The other personal struggle in my life is my role with my family and mostly with my parents. Since we moved here we have seen a constant and steady decline in my mom’s mental health. Her memory is failing rapidly. She repeats herself to no end and is often depressed and angry and bitter. Now having said all that I have to admit my mother was many of these things my entire life but now with her illness it is much more intense and constant. When she is a good mood, it is a very childlike state. She tries to be funny and joke but she doesn’t quite get how to be. As the only daughter who is here constantly I struggle with how to support and care for her without offending her (which happens often) and how to support my father as well. Dad while healthy is still an old man and can be grumpy and domineering at best and a total a** at his worst. (Christmas was no exception)
So as we continue to adjust to a new home and new life, I find that I am busy caring for my busy active children, caring for my aging parents, caring for a rising athlete away from home for the first time, trying to enjoy my husband’s time at home as much as possible there is little time left for the friendships and social life I was able to build in Yellowknife. There are times that I miss it. Many times that I wish I had the friendships and time to have parties and morning teas and laid back suppers. But I also know that this is likely not the time in my life when I will have all that. And I am okay with that too.
Hey I’m glad you’re back. And it’s nice to hear what you’ve been thinking lately. (As I’m sure you know) I also get frustrated with the fact that it’s hard to cultivate friendships (at least face to face) with 3 little kids with very big, very different needs. But I’m glad we can get together when we do. Now that winter has settled on us and the Christmas busyness is over, we’ll have to try and make more of an effort to get together. I’m thinking about you and hope you can juggle everything. It’s hard when your parents start needing you (Marc’s dad has gotten significantly worse since our trip in October, and it’s strange to hear about the amount of care he now needs). Anyway… the children are calling. Take care.
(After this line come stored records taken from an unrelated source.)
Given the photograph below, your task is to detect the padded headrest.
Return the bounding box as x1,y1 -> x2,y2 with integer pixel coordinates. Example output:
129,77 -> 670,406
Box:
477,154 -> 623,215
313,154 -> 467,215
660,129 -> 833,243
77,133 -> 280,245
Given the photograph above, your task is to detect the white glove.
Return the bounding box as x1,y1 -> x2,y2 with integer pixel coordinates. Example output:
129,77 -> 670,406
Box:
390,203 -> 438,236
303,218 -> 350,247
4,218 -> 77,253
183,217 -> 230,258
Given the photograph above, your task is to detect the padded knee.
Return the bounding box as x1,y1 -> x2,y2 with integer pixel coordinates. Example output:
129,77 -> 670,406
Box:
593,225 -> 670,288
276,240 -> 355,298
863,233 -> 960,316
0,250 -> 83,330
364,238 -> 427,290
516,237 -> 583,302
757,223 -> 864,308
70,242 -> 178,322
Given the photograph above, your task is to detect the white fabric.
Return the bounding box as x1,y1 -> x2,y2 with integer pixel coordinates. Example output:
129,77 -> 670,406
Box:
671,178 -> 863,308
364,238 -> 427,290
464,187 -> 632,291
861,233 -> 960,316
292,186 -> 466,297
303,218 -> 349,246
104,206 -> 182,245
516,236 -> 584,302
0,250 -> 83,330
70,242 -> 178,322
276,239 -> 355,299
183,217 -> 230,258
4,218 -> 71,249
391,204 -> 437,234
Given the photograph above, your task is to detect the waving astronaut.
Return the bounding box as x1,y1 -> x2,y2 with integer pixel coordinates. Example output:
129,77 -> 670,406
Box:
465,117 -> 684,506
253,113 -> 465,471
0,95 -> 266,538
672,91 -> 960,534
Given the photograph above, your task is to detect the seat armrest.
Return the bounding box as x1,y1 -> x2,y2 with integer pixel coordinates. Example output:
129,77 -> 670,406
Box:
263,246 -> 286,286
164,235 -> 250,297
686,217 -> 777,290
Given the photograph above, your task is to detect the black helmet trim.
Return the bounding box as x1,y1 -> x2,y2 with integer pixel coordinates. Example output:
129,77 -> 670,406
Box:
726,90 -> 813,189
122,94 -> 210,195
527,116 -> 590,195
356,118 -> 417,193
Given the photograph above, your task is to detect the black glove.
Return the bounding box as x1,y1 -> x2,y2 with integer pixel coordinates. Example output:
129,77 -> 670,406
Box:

Glad you rejoined the blogging world, I missed your posts!
I’m glad you posted again Peg – I have been checking faithfully waiting to see what you are up to. We need to get together sometime soon. Take Care!
Wow, Peggy. That’s a lot to deal with. It really is! It sounds like so many directions – giving lots but feeling like it’s not enough, feeling like you need to give more to make things work but not receiving what you hope for and need and then on top of all that knowing that it’s just life and trying to be okay with it all when lots of times it doesn’t feel okay. That whole “it’s good but I don’t know” thing. Or something. It’s a lot. I do hope your heart will be filled in just the way you need at just the right time.